OBIHIRO, Japan -- Japanese supplier Hitachi Automotive Systems is developing new technologies to handle everything from around-car sensing to automatic parking in a bid to take an increased share of the autonomous driving market by 2020.
The systems, unveiled at the supplier's proving ground in northern Japan last month, also include advanced long-range radar for detecting other cars, automatic steering functions, traffic-sign recognition sensors and a new "sailing stop" fuel-saving technology that turns the engine off to let the car coast whenever possible.
Hitachi is pushing to reposition itself as a top supplier of automotive electronics, the underpinning of future safety systems. Thanks to its parent, electronics giant Hitachi Ltd., Hitachi Automotive says it can cover everything from batteries to sensors and deliver one-size-fits-all, system-based packages for automakers.
Now, it is turning its attention to autonomous driving technologies as carmakers set plans to launch cars with self-driving capabilities by 2020.
The global market for autonomous driving technologies will rise to about ¥1 trillion ($8.21 billion) in 2020 from the roughly ¥300 billion ($2.46 billion) in the fiscal year ending March 31, predicted Atsushi Kawabata, Hitachi Automotive's vice president for r&d. Hitachi is targeting at least a 10 percent share of that demand, he said.
"We have a very wide portfolio. It's a strength compared to others," he said at a Nov. 13 demonstration here. "It's not only inside the car but also in connecting to the cloud system. I don't think there are many Tier 1 suppliers who have that."

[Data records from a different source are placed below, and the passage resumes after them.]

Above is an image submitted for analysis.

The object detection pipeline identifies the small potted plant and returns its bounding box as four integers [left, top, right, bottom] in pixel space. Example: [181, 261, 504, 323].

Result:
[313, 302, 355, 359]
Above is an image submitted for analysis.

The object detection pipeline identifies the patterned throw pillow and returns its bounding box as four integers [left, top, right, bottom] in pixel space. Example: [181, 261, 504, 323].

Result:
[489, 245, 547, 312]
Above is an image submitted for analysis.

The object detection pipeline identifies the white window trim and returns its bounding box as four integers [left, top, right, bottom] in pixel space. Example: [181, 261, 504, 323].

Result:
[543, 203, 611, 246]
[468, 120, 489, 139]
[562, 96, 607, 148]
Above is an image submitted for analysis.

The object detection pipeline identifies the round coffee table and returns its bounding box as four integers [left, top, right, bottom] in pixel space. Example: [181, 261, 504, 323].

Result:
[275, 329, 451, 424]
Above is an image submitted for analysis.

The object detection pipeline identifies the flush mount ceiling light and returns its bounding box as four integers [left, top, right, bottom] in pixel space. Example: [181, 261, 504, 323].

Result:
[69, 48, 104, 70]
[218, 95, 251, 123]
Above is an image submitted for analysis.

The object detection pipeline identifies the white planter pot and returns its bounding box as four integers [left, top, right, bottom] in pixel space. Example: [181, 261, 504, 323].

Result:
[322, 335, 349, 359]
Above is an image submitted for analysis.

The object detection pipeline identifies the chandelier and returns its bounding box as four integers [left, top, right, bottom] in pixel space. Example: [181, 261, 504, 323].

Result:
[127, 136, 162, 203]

Kawabata cited Japan's Denso Corp. and Continental AG and Robert Bosch GmbH of Germany as Hitachi Automotive's main competitors on the global stage.
The new systems bundle many products for enhanced functionality. Hitachi wants to integrate its products into systems automakers can adopt as "fusion" packages.
Hitachi, however, did not give concrete time frames for delivering autonomous driving technologies.
A demo car with Hitachi's integrated system featured an arsenal of sensors, including a stereo camera for forward sensing, four surround-view cameras and three millimeter-wave radars. The system also gets precision mapping software, vehicle-to-infrastructure communication devices and actuators to autonomously control the engine, steering and braking. Together, they allow autonomous driving on the highway.
Hitachi also showed a self-parking system it said it will bring to market in 2018. It uses advanced cameras that the company believes will achieve better image recognition for more precise parking.